Wednesday, July 28, 2010

Unlocking Champlain Canal

On Thursday morning the sun streamed through the stateroom windows. I keep meaning to get curtains. The 5 AM sun is bright, and when ever we’re at a dock we have zero privacy when we change in the stateroom. I rubbed my eyes and looked at the clock. It was 8 AM, and our new crew would arrive at noon.


I had laundry to do and a boat to clean. Todd had sugary snacks to buy, as well as more provisions for meals while underway. I began to strip the sheets out from under a sleeping Todd. That’s OK, he needed to wake up anyway.

I hauled our dirty laundry up the dock and asked the crowd of people where the nearest Laundromat was. A man we had struck up a conversation with the day before had offered me a ride, but I declined. It’s not that I don’t want to accept a ride from a stranger. He seemed like a perfectly nice man. My thing is not having the time to be somebody’s passenger. What if he said to me “Oh, I need to run an errand on the way”? Then I’d be at the mercy of this dude, and I didn’t have that kind of time.

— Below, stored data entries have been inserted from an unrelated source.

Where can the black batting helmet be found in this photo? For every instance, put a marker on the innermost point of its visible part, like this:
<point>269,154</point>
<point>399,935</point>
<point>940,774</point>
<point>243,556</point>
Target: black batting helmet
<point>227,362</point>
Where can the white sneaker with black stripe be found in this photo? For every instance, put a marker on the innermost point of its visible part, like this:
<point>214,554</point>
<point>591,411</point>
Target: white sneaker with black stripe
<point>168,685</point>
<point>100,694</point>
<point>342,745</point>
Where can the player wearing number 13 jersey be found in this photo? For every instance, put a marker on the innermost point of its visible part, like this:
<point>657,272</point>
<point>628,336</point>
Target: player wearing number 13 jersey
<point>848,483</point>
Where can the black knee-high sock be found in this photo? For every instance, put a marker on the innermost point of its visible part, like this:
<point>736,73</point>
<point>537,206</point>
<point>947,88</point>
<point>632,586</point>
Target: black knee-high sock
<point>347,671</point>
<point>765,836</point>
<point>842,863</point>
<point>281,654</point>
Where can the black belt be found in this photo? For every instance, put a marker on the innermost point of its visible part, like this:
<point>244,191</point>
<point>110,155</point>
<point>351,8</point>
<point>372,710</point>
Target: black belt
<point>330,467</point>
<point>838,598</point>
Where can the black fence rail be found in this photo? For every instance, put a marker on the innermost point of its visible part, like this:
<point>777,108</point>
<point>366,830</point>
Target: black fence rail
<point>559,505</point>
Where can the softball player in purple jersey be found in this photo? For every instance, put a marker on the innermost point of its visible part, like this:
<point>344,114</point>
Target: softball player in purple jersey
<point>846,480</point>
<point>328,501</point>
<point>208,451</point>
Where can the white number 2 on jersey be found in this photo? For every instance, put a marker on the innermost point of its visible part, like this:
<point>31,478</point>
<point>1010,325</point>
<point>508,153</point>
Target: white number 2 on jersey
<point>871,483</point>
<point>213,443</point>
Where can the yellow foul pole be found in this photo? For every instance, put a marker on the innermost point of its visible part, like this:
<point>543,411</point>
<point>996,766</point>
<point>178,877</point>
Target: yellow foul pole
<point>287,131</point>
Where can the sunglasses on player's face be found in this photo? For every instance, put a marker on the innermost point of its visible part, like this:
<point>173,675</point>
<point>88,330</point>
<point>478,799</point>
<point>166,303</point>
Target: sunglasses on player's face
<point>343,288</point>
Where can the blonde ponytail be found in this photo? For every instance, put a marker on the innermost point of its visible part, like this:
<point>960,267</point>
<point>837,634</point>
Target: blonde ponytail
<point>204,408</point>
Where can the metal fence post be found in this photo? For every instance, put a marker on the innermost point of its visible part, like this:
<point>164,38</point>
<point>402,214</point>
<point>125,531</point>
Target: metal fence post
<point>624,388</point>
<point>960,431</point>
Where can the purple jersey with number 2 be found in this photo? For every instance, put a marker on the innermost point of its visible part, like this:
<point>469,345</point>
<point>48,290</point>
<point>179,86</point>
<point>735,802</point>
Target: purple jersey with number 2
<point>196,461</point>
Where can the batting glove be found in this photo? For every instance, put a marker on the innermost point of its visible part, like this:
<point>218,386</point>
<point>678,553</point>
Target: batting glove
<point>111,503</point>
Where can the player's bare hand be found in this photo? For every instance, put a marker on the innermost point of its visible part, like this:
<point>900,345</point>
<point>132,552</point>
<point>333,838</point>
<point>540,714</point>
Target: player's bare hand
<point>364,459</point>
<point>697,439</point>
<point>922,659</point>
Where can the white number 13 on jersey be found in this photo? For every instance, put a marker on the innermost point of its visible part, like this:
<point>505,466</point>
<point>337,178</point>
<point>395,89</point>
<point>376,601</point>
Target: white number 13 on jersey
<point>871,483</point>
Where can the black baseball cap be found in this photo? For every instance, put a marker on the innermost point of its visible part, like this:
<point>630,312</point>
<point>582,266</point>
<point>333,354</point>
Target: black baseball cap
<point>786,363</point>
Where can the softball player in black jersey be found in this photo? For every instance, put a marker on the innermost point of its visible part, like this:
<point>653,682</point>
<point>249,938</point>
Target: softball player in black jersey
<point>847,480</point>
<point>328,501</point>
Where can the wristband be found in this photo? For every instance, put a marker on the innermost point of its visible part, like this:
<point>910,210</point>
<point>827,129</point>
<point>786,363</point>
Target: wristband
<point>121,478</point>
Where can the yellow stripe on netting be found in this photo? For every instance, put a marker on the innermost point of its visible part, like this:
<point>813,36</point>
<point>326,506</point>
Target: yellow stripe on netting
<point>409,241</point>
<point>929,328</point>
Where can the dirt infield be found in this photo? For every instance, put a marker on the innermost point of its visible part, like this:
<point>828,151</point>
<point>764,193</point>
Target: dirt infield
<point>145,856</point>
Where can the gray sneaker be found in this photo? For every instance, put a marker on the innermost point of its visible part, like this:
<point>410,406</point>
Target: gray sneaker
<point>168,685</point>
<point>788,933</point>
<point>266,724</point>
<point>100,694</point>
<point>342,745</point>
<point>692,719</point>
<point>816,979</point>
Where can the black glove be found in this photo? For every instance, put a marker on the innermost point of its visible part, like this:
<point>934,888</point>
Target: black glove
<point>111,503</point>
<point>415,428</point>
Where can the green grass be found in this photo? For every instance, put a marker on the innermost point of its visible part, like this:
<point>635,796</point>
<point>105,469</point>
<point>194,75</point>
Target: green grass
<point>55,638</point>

I avoided the dude with the car and walked to the Laundromat, just a block or so away, and headed back to the boat. I had cleaning to do, legs to shave, and the more I looked around the more I wanted to accomplish in the next 4 hours.

By 12:30 our new crew arrived, just as I was finishing the chores. Todd had taken a taxi to the supermarket, and he hadn’t arrived yet. The crew was made up of Maggie (age 15), Krystian (age 14) and Hali (age 9.) My sister in law, Melissa, drove from Connecticut to drop them off for the remainder of our first week, and the entire second week as well.

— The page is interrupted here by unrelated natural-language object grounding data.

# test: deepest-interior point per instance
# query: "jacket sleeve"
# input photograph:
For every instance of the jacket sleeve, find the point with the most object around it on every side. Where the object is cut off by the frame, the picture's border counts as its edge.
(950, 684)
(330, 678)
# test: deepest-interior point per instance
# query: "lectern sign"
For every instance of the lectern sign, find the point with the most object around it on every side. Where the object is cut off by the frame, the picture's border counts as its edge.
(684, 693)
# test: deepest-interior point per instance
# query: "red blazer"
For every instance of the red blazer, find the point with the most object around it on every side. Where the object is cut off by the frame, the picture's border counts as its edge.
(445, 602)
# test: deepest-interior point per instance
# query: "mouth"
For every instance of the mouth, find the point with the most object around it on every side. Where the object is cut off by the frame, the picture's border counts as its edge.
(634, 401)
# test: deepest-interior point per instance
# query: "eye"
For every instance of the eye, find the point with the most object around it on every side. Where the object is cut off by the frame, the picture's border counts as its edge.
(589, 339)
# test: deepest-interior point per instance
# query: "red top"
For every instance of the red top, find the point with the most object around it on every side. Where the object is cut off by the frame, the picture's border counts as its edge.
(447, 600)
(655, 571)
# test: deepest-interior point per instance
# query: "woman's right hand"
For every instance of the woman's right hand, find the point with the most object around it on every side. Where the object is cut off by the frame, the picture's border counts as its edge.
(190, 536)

Not long after Melissa left, and the groceries were all stowed, we untied the dock lines and headed north for Troy, NY to enter the NY canal system through the federal lock.

We entered the lock expecting to tie up to the wall inside with a line on the bow and a line on the stern. The lock doors closed behind us and we frantically tried to tie both lines to the pipes on the walls until the lock master called out “Just tie with a midship line.” We slung our midship line around the pipe and waited.

Soon the water filled the lock from below, and Sabine rose to the top of the wall. We marveled at how seams in the concrete wall disappeared below the water and soon we could see over the top of the wall and further north up the canal. Maggie released the line when the door opened, and Todd steered Sabine back to the center of the lock and eventually through the doors.

We high fived at our entry into the canal system and headed for Waterford, NY. We’d heard about a free place to dock for the night, when we saw the canals fork in front of us. A sign on the shore pointed left for the Erie Canal and to the right for the Champlain Canal. We tied to a wall just below the sign and headed to shore for dinner and the inevitable ice cream.

The amenities at Waterford, provided to boaters for free, were very accommodating. There were bathrooms and showers at the visitor center. But the maps of the canal system on the signs were the most interesting. We traced our fingers along the length of the Champlain Canal and counted 11 more locks until we were officially in the lake.